Young boomers provide customer base with longer life cycle
“HME providers should be thinking and executing ‘differently.’ In a time where technology and the power of choice, search, and selection are moving faster than the speed of light, providers should be exploring their differentiations, both online and traditional, as well as generationally. How do I mean generationally? Well, baby boomers are in the sights of all, but are they really the users of these products and services? Some yes, but remember, baby boomers are defined by being born between 1946 and 1964, which gives us a rough gap of 50 to 70 years old. Most 50 year olds do not need these products or services—yet; however, they are much more tech savvy than the older generation in this group. Because of this, my suggestion is that providers should target these young boomers now, but target them for their parents, aunts, uncles, and relatives because more than likely, they need these items now. By creating and fostering a relationship with younger boomers now, an HME provider will have already created a solid brand image and commitment to care, which will prove beneficial down the road when this ‘tech savvy’ younger boomer needs products for themselves, thus giving the provider a customer base with a longer lifecycle.”

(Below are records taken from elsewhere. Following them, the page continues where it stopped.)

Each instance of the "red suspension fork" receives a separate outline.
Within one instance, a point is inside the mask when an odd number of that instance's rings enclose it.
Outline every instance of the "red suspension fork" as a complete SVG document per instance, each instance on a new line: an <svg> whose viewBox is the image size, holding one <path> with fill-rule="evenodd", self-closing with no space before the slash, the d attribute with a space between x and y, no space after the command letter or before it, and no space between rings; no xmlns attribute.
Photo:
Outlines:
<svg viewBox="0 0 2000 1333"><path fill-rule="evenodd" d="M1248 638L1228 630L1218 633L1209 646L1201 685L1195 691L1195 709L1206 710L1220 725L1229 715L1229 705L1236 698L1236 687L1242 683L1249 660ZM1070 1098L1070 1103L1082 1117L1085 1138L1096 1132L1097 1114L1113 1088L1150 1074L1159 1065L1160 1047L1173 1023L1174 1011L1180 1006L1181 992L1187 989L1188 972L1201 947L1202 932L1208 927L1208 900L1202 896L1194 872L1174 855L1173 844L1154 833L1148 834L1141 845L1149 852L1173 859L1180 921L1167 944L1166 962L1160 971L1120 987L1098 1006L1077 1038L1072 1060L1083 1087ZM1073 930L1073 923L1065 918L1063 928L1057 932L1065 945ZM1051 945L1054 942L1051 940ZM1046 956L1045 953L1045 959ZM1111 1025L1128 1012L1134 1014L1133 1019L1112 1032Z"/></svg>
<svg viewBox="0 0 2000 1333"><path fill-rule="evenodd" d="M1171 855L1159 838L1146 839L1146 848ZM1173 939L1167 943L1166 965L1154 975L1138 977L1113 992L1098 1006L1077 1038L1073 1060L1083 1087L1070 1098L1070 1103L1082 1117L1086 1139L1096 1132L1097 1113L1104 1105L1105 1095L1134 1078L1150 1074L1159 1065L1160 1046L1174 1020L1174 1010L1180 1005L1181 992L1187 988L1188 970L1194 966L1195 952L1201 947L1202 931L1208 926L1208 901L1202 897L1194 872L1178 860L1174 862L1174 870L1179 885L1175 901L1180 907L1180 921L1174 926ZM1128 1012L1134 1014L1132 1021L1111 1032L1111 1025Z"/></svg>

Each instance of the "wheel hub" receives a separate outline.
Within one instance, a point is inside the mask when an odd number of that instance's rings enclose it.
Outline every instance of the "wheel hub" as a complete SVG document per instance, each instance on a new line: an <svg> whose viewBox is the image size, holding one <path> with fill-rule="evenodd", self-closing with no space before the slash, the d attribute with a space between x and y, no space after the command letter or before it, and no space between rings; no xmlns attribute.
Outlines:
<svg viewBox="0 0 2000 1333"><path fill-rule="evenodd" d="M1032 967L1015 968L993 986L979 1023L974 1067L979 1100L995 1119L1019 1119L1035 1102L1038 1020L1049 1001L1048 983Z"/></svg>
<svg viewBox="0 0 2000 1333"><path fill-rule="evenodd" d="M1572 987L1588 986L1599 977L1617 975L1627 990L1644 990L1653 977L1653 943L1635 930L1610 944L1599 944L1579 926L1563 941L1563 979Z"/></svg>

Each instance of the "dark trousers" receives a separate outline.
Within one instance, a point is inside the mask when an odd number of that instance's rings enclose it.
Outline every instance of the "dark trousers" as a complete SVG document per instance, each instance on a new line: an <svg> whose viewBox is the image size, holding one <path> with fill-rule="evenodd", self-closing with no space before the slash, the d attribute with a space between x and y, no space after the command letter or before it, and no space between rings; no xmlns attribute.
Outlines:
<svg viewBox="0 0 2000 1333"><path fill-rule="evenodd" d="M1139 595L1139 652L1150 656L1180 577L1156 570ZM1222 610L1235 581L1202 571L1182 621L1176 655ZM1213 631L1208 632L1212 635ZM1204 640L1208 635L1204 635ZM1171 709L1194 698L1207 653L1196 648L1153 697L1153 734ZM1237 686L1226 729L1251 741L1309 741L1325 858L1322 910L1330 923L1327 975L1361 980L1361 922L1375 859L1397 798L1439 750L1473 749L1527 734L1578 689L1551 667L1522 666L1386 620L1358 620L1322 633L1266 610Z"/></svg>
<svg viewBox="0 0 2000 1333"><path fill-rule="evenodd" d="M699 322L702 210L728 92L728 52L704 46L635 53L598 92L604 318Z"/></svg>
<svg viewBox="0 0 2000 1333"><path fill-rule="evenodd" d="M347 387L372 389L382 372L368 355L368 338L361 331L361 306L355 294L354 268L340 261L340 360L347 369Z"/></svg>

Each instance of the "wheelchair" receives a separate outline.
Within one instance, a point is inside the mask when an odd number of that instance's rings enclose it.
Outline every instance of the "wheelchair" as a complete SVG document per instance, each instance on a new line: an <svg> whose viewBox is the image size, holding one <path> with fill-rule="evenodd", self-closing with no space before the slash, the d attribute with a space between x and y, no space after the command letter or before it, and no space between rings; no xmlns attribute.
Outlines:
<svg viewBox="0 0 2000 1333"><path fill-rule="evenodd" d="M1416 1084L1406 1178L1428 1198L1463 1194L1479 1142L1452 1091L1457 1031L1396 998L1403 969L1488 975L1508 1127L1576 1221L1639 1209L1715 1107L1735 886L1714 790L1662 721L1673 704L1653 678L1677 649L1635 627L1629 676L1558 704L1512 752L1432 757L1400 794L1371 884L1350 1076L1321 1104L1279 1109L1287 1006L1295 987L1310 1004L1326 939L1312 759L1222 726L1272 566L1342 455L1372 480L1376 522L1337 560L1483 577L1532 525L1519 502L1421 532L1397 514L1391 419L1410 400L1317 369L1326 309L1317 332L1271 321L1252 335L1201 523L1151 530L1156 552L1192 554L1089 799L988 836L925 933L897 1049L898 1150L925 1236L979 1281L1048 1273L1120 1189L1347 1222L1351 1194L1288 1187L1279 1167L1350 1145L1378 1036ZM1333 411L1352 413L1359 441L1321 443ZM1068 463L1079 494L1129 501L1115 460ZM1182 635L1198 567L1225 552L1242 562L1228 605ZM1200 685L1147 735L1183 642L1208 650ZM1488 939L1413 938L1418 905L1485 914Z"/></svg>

Justin Racine, Geriatric Medical
Technology is your friend
“Our industry, partly because of the extreme cutbacks, is lagging significantly in its use of technology. The two spots I’d invest in right now would be security around my data, as well as mobile solutions for equipment delivery and inventory management.”
Ryan McDevitt, Laboratory Tactical Consulting
Don’t figure it out as you go
“They should look at merging and consolidating their businesses with other DMEs whose businesses complement theirs but provide services and products they aren't involved in and are outside Medicare competitive bidding. That makes more sense than trying to diversify into new areas and figure them out as they go.”
Mike Kuller, Allstar Medical Supply
Hit the sweet spot
More from Kuller: “Companies need to build their size to create economies of scale to survive in the post-competitive bidding era, particularly when the pricing goes beyond the 101 MSAs in 2016. The sweet spot seems to be about $10 million or greater in annual revenue with diversified services.”